Reviewed by Robert W. Sexty

Robert W. Sexty is a professor of commerce and business administration
at Memorial University of Newfoundland and the author of Canadian
Business: Issues and Stakeholders.

Review

How could so many people have been fooled for so long? Over the course
of Nortel’s spectacular rise and fall, countless Canadians had a
financial stake in the company, whether as shareholders, purchasers of
mutual funds, or participants in pension plans. Other players in the
Nortel saga (clueless and otherwise) included stockbrokers, financial
system regulators, pension and mutual fund managers, financial analysts,
professional accountants, financial media commentators, and Nortel’s
own corporate managers and board of directors.
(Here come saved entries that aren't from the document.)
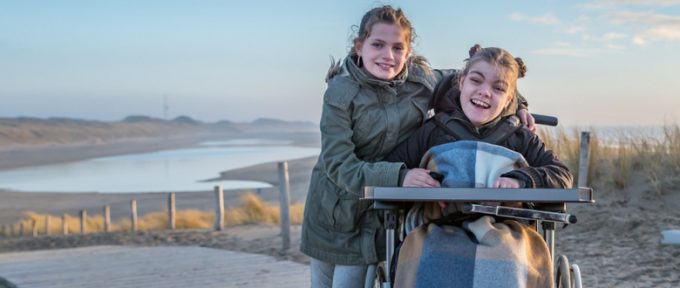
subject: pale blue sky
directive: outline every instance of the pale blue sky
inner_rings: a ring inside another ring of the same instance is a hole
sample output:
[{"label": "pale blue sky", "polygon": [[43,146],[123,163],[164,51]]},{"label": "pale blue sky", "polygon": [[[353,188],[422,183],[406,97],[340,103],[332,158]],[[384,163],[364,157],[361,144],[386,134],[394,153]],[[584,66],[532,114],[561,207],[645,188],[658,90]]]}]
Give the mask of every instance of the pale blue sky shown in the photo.
[{"label": "pale blue sky", "polygon": [[506,48],[532,111],[568,125],[677,123],[680,1],[0,0],[0,117],[318,122],[329,56],[368,9],[405,10],[417,53]]}]

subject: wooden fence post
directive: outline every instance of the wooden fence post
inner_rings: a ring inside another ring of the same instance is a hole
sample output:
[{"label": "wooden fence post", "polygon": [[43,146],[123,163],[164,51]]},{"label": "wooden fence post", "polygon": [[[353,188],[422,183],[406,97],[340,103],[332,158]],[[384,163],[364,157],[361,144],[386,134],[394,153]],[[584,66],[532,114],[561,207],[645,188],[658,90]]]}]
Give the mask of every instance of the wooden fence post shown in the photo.
[{"label": "wooden fence post", "polygon": [[61,216],[61,233],[68,235],[68,222],[66,221],[66,214]]},{"label": "wooden fence post", "polygon": [[87,210],[80,210],[80,235],[85,235],[87,232]]},{"label": "wooden fence post", "polygon": [[215,186],[215,230],[224,229],[224,190],[222,186]]},{"label": "wooden fence post", "polygon": [[50,235],[50,215],[45,215],[45,235]]},{"label": "wooden fence post", "polygon": [[14,224],[12,224],[12,226],[9,226],[9,234],[12,235],[12,237],[17,236],[17,235],[14,233]]},{"label": "wooden fence post", "polygon": [[137,232],[137,200],[130,201],[130,229]]},{"label": "wooden fence post", "polygon": [[24,222],[19,223],[19,237],[24,237]]},{"label": "wooden fence post", "polygon": [[111,207],[104,205],[104,233],[111,232]]},{"label": "wooden fence post", "polygon": [[7,237],[7,225],[2,225],[2,237]]},{"label": "wooden fence post", "polygon": [[279,191],[281,237],[283,237],[283,250],[288,250],[290,248],[290,179],[286,161],[279,162]]},{"label": "wooden fence post", "polygon": [[168,195],[168,230],[175,230],[175,192]]},{"label": "wooden fence post", "polygon": [[581,150],[578,160],[578,187],[588,186],[588,169],[590,164],[590,132],[581,132]]},{"label": "wooden fence post", "polygon": [[35,220],[31,220],[31,236],[38,236],[38,223]]}]

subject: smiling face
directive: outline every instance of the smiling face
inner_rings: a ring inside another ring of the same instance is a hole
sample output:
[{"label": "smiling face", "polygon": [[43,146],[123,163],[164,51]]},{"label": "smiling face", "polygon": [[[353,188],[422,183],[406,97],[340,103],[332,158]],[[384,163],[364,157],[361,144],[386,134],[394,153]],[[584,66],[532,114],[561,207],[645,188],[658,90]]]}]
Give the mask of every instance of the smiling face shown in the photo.
[{"label": "smiling face", "polygon": [[[510,103],[514,91],[505,68],[477,61],[461,76],[460,106],[475,127],[498,117]],[[513,89],[513,90],[511,90]]]},{"label": "smiling face", "polygon": [[395,24],[374,24],[370,35],[355,45],[366,71],[382,80],[392,80],[399,75],[409,52],[406,36]]}]

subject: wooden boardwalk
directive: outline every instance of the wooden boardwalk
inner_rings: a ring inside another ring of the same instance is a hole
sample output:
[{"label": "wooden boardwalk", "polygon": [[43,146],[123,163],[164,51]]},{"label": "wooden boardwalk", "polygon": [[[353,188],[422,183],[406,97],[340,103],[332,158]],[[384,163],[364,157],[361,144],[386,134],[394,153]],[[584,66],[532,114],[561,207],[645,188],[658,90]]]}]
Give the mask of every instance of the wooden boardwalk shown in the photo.
[{"label": "wooden boardwalk", "polygon": [[93,246],[0,254],[0,276],[31,287],[309,287],[309,267],[203,247]]}]

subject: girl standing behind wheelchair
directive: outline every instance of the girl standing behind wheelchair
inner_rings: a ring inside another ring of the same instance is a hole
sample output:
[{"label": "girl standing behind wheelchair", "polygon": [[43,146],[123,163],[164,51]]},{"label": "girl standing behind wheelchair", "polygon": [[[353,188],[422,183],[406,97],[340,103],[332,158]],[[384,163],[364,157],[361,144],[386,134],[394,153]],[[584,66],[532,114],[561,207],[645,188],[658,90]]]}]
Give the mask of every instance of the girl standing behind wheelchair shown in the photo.
[{"label": "girl standing behind wheelchair", "polygon": [[[421,127],[436,83],[453,71],[432,70],[412,54],[415,32],[401,9],[368,11],[349,55],[333,65],[321,115],[321,154],[312,170],[300,251],[310,256],[312,287],[360,287],[368,264],[385,259],[384,229],[363,186],[438,186],[419,170],[383,158]],[[533,125],[526,109],[525,122]]]},{"label": "girl standing behind wheelchair", "polygon": [[374,8],[328,73],[300,244],[311,258],[312,287],[362,287],[367,265],[385,258],[381,221],[359,193],[365,185],[398,186],[403,164],[381,160],[423,125],[442,77],[412,56],[414,37],[401,9]]},{"label": "girl standing behind wheelchair", "polygon": [[[566,165],[514,115],[516,81],[525,72],[507,51],[475,45],[460,76],[438,85],[438,113],[385,160],[440,173],[444,187],[571,187]],[[490,216],[471,219],[459,205],[409,211],[405,229],[413,231],[399,252],[395,287],[552,287],[548,248],[535,230]]]}]

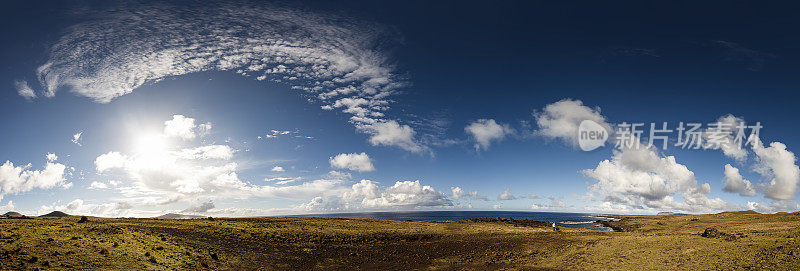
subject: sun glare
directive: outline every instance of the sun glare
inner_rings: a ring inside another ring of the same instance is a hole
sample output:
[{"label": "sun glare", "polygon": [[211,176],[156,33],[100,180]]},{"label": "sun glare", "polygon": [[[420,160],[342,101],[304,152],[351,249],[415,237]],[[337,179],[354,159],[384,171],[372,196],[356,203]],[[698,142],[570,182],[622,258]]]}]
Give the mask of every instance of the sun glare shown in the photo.
[{"label": "sun glare", "polygon": [[157,156],[167,151],[167,143],[163,135],[147,133],[136,137],[134,151],[143,156]]}]

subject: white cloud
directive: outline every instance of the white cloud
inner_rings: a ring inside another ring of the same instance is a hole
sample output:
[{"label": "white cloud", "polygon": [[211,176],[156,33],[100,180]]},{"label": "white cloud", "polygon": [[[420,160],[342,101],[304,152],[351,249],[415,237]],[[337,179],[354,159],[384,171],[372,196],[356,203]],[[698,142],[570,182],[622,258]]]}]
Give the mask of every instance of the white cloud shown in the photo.
[{"label": "white cloud", "polygon": [[80,131],[74,135],[72,135],[72,143],[75,145],[81,146],[81,136],[83,135],[83,131]]},{"label": "white cloud", "polygon": [[461,187],[450,187],[450,191],[453,192],[453,195],[450,197],[453,200],[460,200],[460,199],[489,200],[488,198],[479,195],[477,190],[466,192],[464,191],[464,189],[461,189]]},{"label": "white cloud", "polygon": [[349,209],[350,206],[347,202],[344,202],[340,197],[314,197],[311,201],[307,203],[300,204],[296,207],[296,209],[305,211],[305,212],[330,212],[330,211],[342,211]]},{"label": "white cloud", "polygon": [[739,193],[742,196],[755,196],[756,189],[753,187],[753,184],[750,181],[745,180],[741,174],[739,174],[739,169],[731,166],[730,164],[725,165],[724,171],[725,180],[723,181],[722,191],[730,192],[730,193]]},{"label": "white cloud", "polygon": [[[547,204],[533,203],[533,204],[531,204],[531,209],[534,209],[534,210],[554,210],[554,209],[567,208],[567,204],[564,203],[564,201],[559,199],[559,198],[550,196],[550,197],[547,197],[547,199],[549,200],[549,203],[547,203]],[[614,211],[614,210],[612,210],[612,211]]]},{"label": "white cloud", "polygon": [[97,172],[103,172],[113,168],[121,168],[125,166],[125,161],[128,158],[119,152],[108,152],[100,155],[94,159],[94,166]]},{"label": "white cloud", "polygon": [[7,212],[14,210],[14,201],[9,200],[6,205],[0,206],[0,212]]},{"label": "white cloud", "polygon": [[[717,122],[720,126],[710,127],[703,133],[703,139],[708,143],[706,148],[719,148],[725,156],[742,161],[747,158],[747,150],[742,148],[742,144],[736,143],[738,126],[744,126],[745,121],[731,114],[719,117]],[[715,124],[716,124],[715,123]],[[746,137],[746,136],[744,136]],[[746,138],[741,138],[744,141]],[[712,144],[711,142],[716,142]]]},{"label": "white cloud", "polygon": [[284,170],[283,167],[275,166],[275,167],[272,168],[271,171],[272,172],[284,172],[286,170]]},{"label": "white cloud", "polygon": [[[390,97],[407,85],[381,50],[396,35],[371,22],[264,2],[134,4],[82,12],[89,19],[67,27],[37,69],[45,96],[69,89],[107,103],[166,78],[230,71],[309,93],[322,108],[338,104],[362,127],[388,121],[383,112]],[[239,31],[241,25],[248,31]],[[421,148],[402,138],[371,142]]]},{"label": "white cloud", "polygon": [[302,138],[302,139],[314,139],[312,136],[304,136],[300,134],[300,130],[295,129],[294,131],[289,130],[270,130],[269,133],[264,135],[264,138],[278,138],[278,137],[293,137],[293,138]]},{"label": "white cloud", "polygon": [[201,123],[200,125],[197,125],[197,133],[200,135],[200,137],[204,137],[211,133],[212,126],[213,125],[211,122]]},{"label": "white cloud", "polygon": [[233,149],[227,145],[206,145],[192,149],[183,149],[177,156],[183,159],[222,159],[230,160]]},{"label": "white cloud", "polygon": [[358,172],[374,171],[372,160],[366,153],[341,153],[329,159],[331,167]]},{"label": "white cloud", "polygon": [[14,81],[14,87],[17,88],[17,94],[19,94],[19,96],[22,96],[29,101],[36,99],[36,92],[34,92],[33,89],[28,85],[28,81]]},{"label": "white cloud", "polygon": [[502,140],[506,135],[513,133],[508,125],[500,125],[494,119],[479,119],[467,125],[464,131],[477,142],[475,150],[489,149],[492,141]]},{"label": "white cloud", "polygon": [[450,191],[453,191],[453,196],[451,196],[451,198],[453,198],[454,200],[459,200],[467,195],[467,192],[464,192],[464,190],[461,189],[461,187],[450,187]]},{"label": "white cloud", "polygon": [[64,182],[66,166],[63,164],[47,162],[43,170],[30,170],[30,167],[31,164],[14,166],[11,161],[0,166],[0,200],[4,195],[69,185]]},{"label": "white cloud", "polygon": [[327,178],[333,180],[350,180],[353,178],[353,175],[351,175],[348,172],[341,172],[336,170],[329,171],[328,174],[326,174],[326,176]]},{"label": "white cloud", "polygon": [[[722,199],[706,197],[710,185],[698,184],[694,172],[677,163],[674,156],[662,157],[643,144],[614,150],[611,160],[583,172],[598,181],[590,190],[603,201],[634,209],[710,211],[731,207]],[[676,200],[675,194],[680,194],[683,202]]]},{"label": "white cloud", "polygon": [[360,202],[362,208],[417,208],[451,206],[444,193],[419,181],[398,181],[383,191],[370,180],[361,180],[343,195],[349,202]]},{"label": "white cloud", "polygon": [[613,132],[600,114],[600,108],[590,108],[580,100],[564,99],[548,104],[541,112],[534,114],[539,130],[536,134],[547,138],[560,139],[567,144],[578,146],[578,126],[584,120],[594,121],[607,131]]},{"label": "white cloud", "polygon": [[411,126],[401,125],[395,120],[376,122],[360,127],[361,130],[372,135],[369,143],[373,146],[395,146],[410,152],[427,149],[415,141],[416,132]]},{"label": "white cloud", "polygon": [[127,202],[109,202],[102,204],[86,203],[82,199],[75,199],[64,205],[53,203],[39,207],[37,213],[43,215],[52,211],[62,211],[71,215],[89,215],[98,217],[129,216],[133,206]]},{"label": "white cloud", "polygon": [[167,136],[177,136],[183,139],[195,138],[193,118],[187,118],[183,115],[174,115],[172,120],[164,122],[164,134]]},{"label": "white cloud", "polygon": [[183,211],[181,211],[181,213],[205,213],[211,209],[214,209],[215,207],[216,206],[214,205],[214,201],[209,200],[199,205],[189,206],[189,208],[184,209]]},{"label": "white cloud", "polygon": [[762,214],[775,212],[796,212],[797,209],[800,209],[800,204],[794,200],[776,200],[769,204],[757,201],[748,201],[746,208]]},{"label": "white cloud", "polygon": [[147,148],[128,154],[108,152],[95,159],[95,167],[98,173],[117,169],[112,173],[125,174],[131,185],[115,189],[137,206],[201,198],[308,199],[340,193],[346,188],[337,179],[301,183],[301,178],[292,178],[266,180],[278,181],[276,185],[254,185],[239,178],[238,164],[230,161],[234,151],[227,145],[187,146],[177,150],[174,147]]},{"label": "white cloud", "polygon": [[515,197],[514,194],[511,194],[511,190],[510,189],[506,188],[505,190],[503,190],[503,193],[501,193],[500,195],[497,196],[497,199],[498,200],[513,200],[513,199],[517,199],[517,197]]},{"label": "white cloud", "polygon": [[47,162],[55,162],[56,160],[58,160],[58,155],[56,155],[55,153],[48,152],[45,157],[47,158]]},{"label": "white cloud", "polygon": [[758,137],[752,137],[751,142],[758,158],[756,172],[771,178],[765,184],[764,195],[774,200],[794,199],[800,181],[800,168],[795,164],[794,153],[780,142],[772,142],[769,147],[764,147]]},{"label": "white cloud", "polygon": [[89,189],[108,189],[108,185],[101,182],[92,182],[92,184],[89,185]]}]

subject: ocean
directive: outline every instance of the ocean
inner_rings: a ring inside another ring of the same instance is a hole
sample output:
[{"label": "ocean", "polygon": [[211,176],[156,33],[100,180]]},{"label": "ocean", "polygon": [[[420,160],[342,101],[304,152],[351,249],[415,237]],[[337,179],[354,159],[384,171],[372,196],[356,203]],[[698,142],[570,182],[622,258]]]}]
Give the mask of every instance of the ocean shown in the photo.
[{"label": "ocean", "polygon": [[364,212],[291,215],[290,217],[339,217],[339,218],[374,218],[397,221],[446,221],[470,218],[513,218],[556,222],[559,226],[569,228],[586,228],[599,231],[610,231],[596,223],[597,220],[609,220],[601,214],[591,213],[556,213],[556,212],[520,212],[520,211],[408,211],[408,212]]}]

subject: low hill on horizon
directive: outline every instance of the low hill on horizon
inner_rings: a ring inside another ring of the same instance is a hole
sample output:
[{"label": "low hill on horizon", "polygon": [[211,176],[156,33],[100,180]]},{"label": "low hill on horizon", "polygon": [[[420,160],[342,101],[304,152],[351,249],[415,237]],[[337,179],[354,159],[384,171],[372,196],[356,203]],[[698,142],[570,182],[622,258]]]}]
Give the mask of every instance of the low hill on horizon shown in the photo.
[{"label": "low hill on horizon", "polygon": [[6,217],[22,217],[23,215],[20,214],[20,213],[17,213],[17,212],[6,212],[5,214],[3,214],[3,216],[6,216]]},{"label": "low hill on horizon", "polygon": [[157,217],[153,217],[157,219],[197,219],[197,218],[205,218],[202,215],[184,215],[184,214],[176,214],[176,213],[168,213],[163,214]]},{"label": "low hill on horizon", "polygon": [[52,211],[44,215],[40,215],[39,217],[70,217],[71,215],[62,212],[62,211]]}]

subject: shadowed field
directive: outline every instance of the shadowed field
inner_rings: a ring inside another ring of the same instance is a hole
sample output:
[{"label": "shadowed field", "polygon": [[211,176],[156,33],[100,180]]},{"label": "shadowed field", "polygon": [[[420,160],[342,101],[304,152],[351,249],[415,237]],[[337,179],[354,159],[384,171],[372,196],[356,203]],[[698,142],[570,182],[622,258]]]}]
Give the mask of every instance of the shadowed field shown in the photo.
[{"label": "shadowed field", "polygon": [[610,226],[624,232],[491,220],[7,218],[0,269],[800,269],[800,215],[618,218]]}]

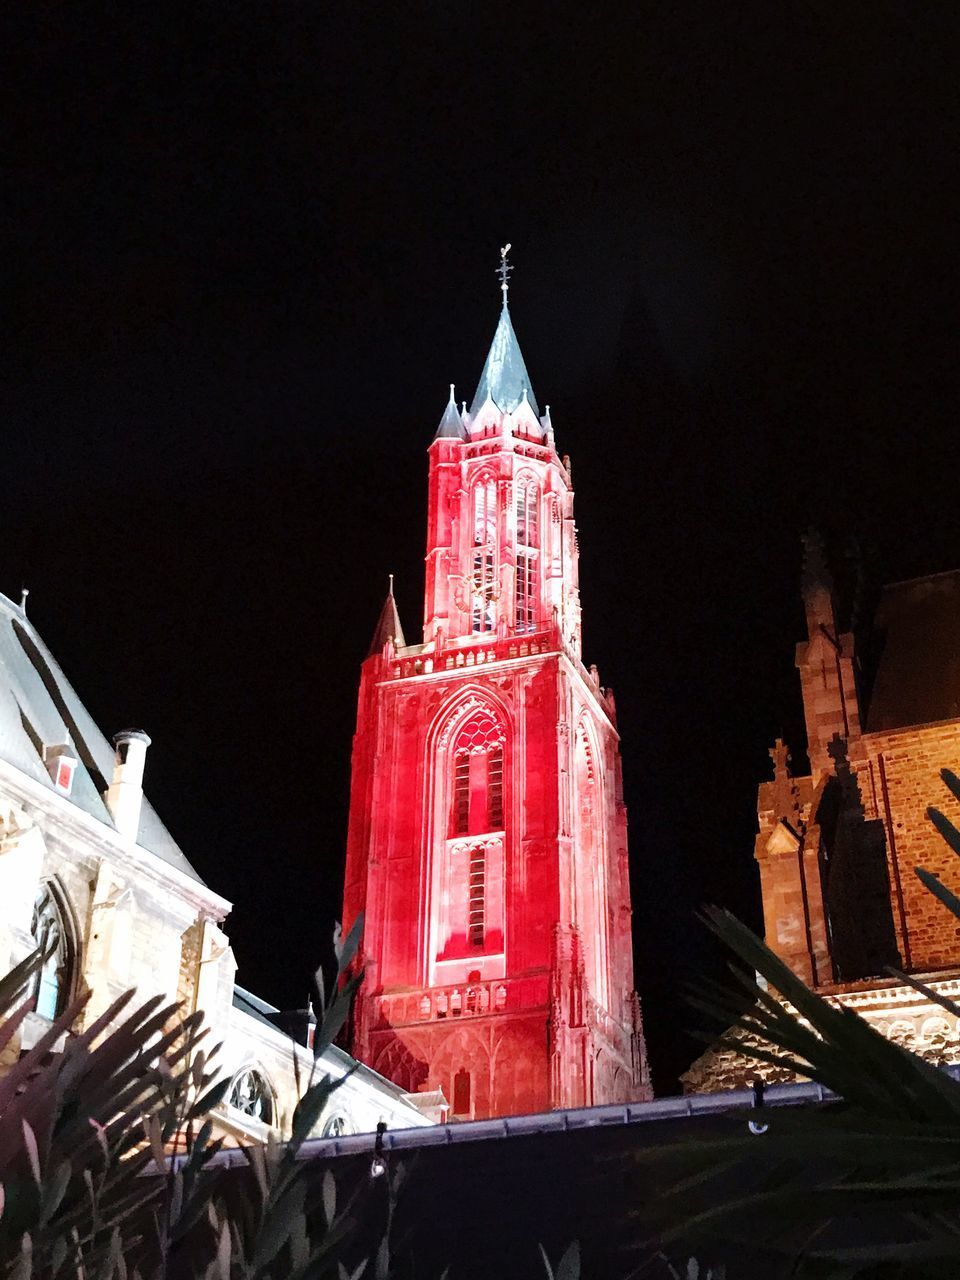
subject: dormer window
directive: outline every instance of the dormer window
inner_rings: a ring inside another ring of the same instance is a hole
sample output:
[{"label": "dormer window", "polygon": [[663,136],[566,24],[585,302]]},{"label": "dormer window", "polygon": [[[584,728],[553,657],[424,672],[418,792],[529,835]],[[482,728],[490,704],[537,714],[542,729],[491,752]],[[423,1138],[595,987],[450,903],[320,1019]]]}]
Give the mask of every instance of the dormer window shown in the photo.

Douglas Hunter sets out to explain the reasons for Nortel’s collapse.
In doing so, he provides several valuable lessons for investors (e.g.,
always question a company’s public message, and find out how the media
and financial professionals contribute to the spin). He also makes the
crucial point that the information that would later explain Nortel’s
downfall was already publicly available long before the
collapse—investors need only have read and understood it, rather than
ignore it as they did.

Hunter received the 2003 National Business Book Award for The Bubble
and the Bear, a book that will help investors—Nortel casualties
included—avoid financial catastrophes in the future.